| > It may be "useful" for me to inspect your private bank accounts (maybe you are a good investor and I can learn something!) but it's no justification for me to violate your privacy. Right, that's why that's not a thing. We're talking about limited liability companies, not people. They're separate entities. > It may be very "useful" for me to know the business plans of my competitor, but gaining access to them is usually qualified as criminal. "Useful" is not something that authomatically gives access to private information just because somebody wants to. The information available is very basic stuff – the company's registered address, its officers, its shareholders and how much they own, insolvency information, and yearly accounts. My point in it being 'useful' is that it's useful to know who you're going into business with; a cursory look at the company's very basic information can help in that, before, for example, you sign a contract with them. > Public companies are owned by hundreds of individuals and entities, and the company has zero control over it, making any conclusions based on that is nonsense. Sure, some companies are owned by hundreds of individuals and entities. A lot are owned by one or two or five people. Either way, it's useful to know who owns the company, and who owns more than others (i.e. controls more than others). > Moreover, even private company can't really block an investor from selling their share to another investor, why would anyone take it as a "signal" to anything, except the signal that the buying investor considers it to be a good deal? This looks very much like an instance of motivated reasoning. What are you talking about? I'm not talking about 'useful' to investors (which it definitely is). I'm talking about 'useful' to people doing business with that company. Knowing exactly who you're doing business with, and how financially secure the company is, is very useful. You don't want to go in to business with a company that's about to go under. |
I know, but this still doesn't validate the logic "I am curious about it therefore I must be given rights to access any information I want".

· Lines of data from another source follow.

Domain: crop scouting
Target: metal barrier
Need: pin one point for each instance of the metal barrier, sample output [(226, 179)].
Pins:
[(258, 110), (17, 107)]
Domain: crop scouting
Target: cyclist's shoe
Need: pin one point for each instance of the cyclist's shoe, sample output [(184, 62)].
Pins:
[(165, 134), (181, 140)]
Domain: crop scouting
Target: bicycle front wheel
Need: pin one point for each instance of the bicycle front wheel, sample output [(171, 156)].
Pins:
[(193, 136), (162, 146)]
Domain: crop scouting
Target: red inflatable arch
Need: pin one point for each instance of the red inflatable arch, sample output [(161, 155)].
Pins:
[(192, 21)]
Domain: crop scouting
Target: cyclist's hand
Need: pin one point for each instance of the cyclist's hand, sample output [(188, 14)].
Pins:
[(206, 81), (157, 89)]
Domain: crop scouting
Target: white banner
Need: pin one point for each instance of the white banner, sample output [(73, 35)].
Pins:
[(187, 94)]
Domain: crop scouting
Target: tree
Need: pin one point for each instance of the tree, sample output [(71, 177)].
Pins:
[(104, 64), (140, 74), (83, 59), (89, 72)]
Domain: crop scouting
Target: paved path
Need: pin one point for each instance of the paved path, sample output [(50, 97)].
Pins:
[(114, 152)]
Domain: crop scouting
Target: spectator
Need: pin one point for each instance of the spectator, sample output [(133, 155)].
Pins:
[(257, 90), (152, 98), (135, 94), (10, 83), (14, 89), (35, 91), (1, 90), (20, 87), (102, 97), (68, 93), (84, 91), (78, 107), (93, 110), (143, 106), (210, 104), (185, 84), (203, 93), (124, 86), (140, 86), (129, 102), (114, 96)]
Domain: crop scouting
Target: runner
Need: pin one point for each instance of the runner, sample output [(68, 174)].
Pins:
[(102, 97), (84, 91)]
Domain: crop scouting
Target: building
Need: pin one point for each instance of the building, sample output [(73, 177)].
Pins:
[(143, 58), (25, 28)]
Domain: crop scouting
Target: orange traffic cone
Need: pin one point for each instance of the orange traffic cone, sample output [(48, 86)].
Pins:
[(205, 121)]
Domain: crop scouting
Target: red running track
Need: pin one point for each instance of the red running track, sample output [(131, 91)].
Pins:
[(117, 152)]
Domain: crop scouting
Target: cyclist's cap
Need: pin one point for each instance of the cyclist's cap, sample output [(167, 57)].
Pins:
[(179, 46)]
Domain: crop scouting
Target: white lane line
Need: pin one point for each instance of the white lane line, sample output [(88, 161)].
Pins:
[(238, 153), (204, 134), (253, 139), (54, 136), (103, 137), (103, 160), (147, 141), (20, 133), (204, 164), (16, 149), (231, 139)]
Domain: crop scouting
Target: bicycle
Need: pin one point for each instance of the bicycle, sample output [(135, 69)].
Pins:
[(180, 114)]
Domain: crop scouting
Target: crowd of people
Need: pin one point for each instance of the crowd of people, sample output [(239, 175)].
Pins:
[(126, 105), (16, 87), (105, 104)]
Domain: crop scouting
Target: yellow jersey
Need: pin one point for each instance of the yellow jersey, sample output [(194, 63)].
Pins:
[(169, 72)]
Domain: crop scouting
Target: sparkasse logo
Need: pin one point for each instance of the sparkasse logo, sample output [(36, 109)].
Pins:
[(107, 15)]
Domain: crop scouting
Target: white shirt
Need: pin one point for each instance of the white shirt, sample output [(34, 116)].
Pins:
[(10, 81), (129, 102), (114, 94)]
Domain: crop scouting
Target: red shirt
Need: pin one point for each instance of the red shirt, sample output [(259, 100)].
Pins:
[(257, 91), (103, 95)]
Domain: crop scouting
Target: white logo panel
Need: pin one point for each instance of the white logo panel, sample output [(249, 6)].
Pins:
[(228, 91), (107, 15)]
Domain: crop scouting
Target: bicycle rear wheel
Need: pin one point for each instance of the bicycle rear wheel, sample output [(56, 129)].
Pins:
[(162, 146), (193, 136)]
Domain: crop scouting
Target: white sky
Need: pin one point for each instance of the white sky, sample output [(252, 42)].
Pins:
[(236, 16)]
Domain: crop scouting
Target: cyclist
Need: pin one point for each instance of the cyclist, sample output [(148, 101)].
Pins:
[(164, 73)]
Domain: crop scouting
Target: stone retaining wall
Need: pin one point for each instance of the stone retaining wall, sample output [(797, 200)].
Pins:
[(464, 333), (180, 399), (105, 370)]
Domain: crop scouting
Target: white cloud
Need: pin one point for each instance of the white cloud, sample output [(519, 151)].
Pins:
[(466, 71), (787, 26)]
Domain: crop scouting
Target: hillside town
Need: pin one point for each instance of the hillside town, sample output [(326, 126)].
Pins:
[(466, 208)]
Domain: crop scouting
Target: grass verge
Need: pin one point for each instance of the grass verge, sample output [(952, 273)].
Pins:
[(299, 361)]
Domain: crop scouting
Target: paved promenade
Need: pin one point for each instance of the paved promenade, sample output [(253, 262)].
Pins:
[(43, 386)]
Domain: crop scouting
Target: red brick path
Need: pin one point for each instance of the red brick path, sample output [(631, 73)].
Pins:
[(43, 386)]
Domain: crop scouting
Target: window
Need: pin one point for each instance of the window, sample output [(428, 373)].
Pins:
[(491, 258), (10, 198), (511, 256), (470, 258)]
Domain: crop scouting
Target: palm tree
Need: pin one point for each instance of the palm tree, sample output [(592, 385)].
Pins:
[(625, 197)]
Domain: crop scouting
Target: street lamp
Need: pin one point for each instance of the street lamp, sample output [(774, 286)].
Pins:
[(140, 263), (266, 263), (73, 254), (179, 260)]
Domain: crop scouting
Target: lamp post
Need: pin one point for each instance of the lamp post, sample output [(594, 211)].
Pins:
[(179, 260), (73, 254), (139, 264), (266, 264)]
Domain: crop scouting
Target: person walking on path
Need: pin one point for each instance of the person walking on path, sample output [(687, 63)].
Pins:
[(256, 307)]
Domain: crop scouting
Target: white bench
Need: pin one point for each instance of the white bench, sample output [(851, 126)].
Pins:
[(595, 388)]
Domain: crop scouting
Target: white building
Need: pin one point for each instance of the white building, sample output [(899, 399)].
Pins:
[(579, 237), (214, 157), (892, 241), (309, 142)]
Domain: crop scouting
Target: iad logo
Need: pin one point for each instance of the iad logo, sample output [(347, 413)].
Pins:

> I'm talking about 'useful' to people doing business with that company.
This makes even less sense. Nobody checks the list of shareholders of Walmart each time they go to buy milk. And you definitely are not "doing business with" the investors - you're at most are doing business with the management and the line workers. Surely, for mom-and-pop shops those are the same people, but for any company of decent size, and for pretty much any startup company out there, you never "doing business with" the investors - they at most advise the management, but they do not actually run things.
> You don't want to go in to business with a company that's about to go under.
That has nothing to do with the list of investors. The same investors could invest in a wildly successful and completely failing businesses, at the same time, and knowing the list of investors gives you zero information about whether or not the company is about to go under.